Steve Anderson describes leaving World in Action – and Granada

I left in the summer of 1984. I had nothing against World in Action. I was actually having a great time on World in Action at that time. But I’d applied for a producer’s job on Granada Reports, which I didn’t get. And I felt really upset about it. I was only 26, but I think had such a sort of fast ride. And people like Mike Short, and others, had been World in Action researchers and then become Granada Reports’ producers. And I loved Granada Reports, actually loved the show. I really wanted to produce it. And, frankly, I could have produced it, but they didn’t give it to me. And I was upset about that, really upset. Because I was actually making a load of World in Action’s by that time, and more or less producing them as well. Because, the way it was, there were no reporters. The producers of the programmes were, essentially, producer/directors. George Jessie Turner often sort of directed himself. But as a researcher in that sort of unit you had a lot of power; you shaped the programme. So I felt I was, essentially, already producing World in Action. Why couldn’t I be producing Granada Reports? Anyway, for one reason or other I didn’t get it.

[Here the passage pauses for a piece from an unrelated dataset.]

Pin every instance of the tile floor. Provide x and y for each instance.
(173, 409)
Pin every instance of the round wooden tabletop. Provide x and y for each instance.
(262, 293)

It just so happened, at that time, I’d done a lot of work with a man called David Taylor, who was a former BBC producer who’d come to Granada. He was a friend of Ray’s. He never quite settled at Granada, and he got a job at BBC Manchester running the radio programme File on Four. But then moved back into television and was given a big project on the Ministry of Defence. And he, at the same time Granada was not offering me a producer’s job, he was offering me an assistant producer’s job at BBC Manchester. And I thought, “I’ll go. I’ll go, two years. It’s the BBC. It’s nice to have the BBC on our CV anyway. And I’ll be back.” And I never came back!